When I began researching my book Classification: The Untold Story of Racial Classification in America , the law review literature asserted that racial classification is actually almost entirely a matter of self-identification. While federal law dictates the classifications and their definitions, in reality people can check any box they want, but no one ever does. In fact, according to the relevant literature, there has only been one case in which an individual’s self-identity was questioned. It was a notorious case involving two Irish-American firefighters in Boston who claimed to be African-American in order to take advantage of the fire department’s affirmative action policy.
I’m sure there will be more cases like this, in part because Eugene Volokh once blogged about one such case involving whether the state of New York could constitutionally decide whether Hispanic contractors were eligible for state purposes. Yan is not Hispanic even though he is Hispanic for federal purposes. In the end, I found dozens of these cases, most involving minority-owned business preferences, most involving Hispanic classifications, but some involving American Indian, African American, and Asian American identity claims. Many of these cases were eventually cited by Justice Gorsuch in the unanimous opinion in SFSA v. Harvard.
I believe these are just the tip of the iceberg, as I rely on public judicial or administrative rulings, or media reports. I believe that most disputes are resolved within government bureaucracies, and the only way to find them is to comb through thousands of unpublished records, if you can figure out where those records are first. It’s not important enough for my book to undertake such an endeavor.
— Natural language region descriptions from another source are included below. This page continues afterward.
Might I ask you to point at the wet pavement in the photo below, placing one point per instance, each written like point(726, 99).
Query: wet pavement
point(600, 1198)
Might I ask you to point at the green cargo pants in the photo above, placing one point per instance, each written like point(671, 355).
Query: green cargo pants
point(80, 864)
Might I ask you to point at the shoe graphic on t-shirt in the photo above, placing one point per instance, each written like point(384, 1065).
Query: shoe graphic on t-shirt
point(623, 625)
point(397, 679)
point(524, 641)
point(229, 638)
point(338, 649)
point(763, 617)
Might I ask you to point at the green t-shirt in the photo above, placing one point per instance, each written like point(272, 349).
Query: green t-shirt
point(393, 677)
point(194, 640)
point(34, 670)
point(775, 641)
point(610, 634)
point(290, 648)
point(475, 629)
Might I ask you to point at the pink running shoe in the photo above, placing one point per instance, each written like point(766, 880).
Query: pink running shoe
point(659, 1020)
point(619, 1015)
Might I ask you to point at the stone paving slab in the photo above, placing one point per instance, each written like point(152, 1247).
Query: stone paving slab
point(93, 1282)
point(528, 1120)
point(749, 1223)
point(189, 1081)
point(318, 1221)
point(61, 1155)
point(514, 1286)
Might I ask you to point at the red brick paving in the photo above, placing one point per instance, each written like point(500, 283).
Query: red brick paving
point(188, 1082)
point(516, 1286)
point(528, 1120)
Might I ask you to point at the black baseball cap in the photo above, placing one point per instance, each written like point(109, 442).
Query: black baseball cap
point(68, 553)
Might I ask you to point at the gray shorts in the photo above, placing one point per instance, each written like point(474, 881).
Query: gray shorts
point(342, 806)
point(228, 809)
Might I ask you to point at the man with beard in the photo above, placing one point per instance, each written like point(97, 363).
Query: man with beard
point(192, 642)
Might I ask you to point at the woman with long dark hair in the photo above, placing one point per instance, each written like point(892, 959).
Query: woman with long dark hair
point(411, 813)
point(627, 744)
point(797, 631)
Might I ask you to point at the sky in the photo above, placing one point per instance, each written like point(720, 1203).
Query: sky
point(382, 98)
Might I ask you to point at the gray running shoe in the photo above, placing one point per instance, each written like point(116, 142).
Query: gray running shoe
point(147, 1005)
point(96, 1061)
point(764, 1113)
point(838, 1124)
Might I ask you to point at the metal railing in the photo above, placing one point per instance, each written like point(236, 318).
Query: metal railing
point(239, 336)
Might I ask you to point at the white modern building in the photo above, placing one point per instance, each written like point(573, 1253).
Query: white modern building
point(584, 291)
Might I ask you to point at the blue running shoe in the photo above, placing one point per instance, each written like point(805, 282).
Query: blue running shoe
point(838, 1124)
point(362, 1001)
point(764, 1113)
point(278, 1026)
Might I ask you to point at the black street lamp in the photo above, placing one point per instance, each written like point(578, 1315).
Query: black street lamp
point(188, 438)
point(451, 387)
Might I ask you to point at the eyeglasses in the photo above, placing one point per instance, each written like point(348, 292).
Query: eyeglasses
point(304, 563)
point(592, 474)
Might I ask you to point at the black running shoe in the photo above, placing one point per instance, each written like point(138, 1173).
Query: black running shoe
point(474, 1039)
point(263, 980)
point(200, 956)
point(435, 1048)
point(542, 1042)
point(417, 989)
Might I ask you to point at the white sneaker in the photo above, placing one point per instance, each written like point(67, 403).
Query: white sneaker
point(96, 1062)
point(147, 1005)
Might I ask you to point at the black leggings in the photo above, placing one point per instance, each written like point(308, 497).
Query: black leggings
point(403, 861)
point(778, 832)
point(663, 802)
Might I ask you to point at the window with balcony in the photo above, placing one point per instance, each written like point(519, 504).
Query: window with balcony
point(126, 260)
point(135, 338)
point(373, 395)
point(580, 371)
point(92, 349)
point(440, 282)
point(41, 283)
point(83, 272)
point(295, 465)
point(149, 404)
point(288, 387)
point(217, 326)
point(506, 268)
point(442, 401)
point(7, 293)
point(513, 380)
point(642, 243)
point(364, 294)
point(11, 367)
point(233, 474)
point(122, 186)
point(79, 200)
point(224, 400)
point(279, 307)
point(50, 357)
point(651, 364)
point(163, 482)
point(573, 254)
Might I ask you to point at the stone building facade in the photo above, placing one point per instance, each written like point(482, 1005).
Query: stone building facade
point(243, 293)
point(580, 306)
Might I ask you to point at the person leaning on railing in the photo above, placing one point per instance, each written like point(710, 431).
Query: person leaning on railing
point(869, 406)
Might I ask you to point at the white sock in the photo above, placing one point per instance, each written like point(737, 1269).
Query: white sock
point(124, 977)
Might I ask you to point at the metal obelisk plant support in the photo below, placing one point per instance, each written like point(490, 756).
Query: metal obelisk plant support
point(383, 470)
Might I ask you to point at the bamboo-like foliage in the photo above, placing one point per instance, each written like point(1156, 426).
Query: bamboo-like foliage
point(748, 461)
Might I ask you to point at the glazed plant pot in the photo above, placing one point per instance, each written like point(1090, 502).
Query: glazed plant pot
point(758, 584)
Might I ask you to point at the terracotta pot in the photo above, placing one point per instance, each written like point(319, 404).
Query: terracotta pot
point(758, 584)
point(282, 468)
That said, I did happen to encounter another similar identity dispute that was briefly discussed in the 1989 Government Accountability Office report on fraud in the Disadvantaged Enterprise Program. As background, at the time Iranian Americans were classified as white and therefore ineligible as a “minority” for DBE benefits, while Indian Americans were classified as Asian Americans and therefore eligible.
An anonymous letter claims that the president of an engineering DBE does not oversee the day-to-day management of the company, which is controlled by a white male vice president. The president is said to be Iranian-born and therefore ineligible for the program. The investigation revealed that since the president received the highest salary, signed all company checks, and was the only person in the company with an engineering degree, there were no apparent control issues. It was also established that President DBE was raised in Iran and holds Iranian citizenship, but his parents are of Indian descent. During the reassessment process, the national transportation agency asked the Department of Transportation to provide an advisory opinion on whether people born in Iran to Indian parents are Iranian or Indian in order to participate in the DBE program. The state agency ultimately recertified the DBE based on a ruling that the controlling factor was a person’s heritage rather than citizenship.
The decision appears to be the right one because, under federal law, Asian Americans are defined as descendants of one of Asia’s indigenous peoples. But it does raise the question of how far one can take this principle. Are the Parsi Indians, descendants of the Zoroastrians who fled Iran hundreds of years ago to escape Muslim persecution, Indians or Iranians? What about the Baghdadi Jews from India, whose ancestors immigrated to India from Iraq in the 19th century? Is there a statute of limitations here? But in reality, I suspect that as long as one’s ancestors held Indian citizenship, it’s unlikely that anyone would question whether they were “really” Indian, and thus Asian American.
Regardless, the existence of this case reinforces my suspicion that there are many more such cases reported deep in the government archives.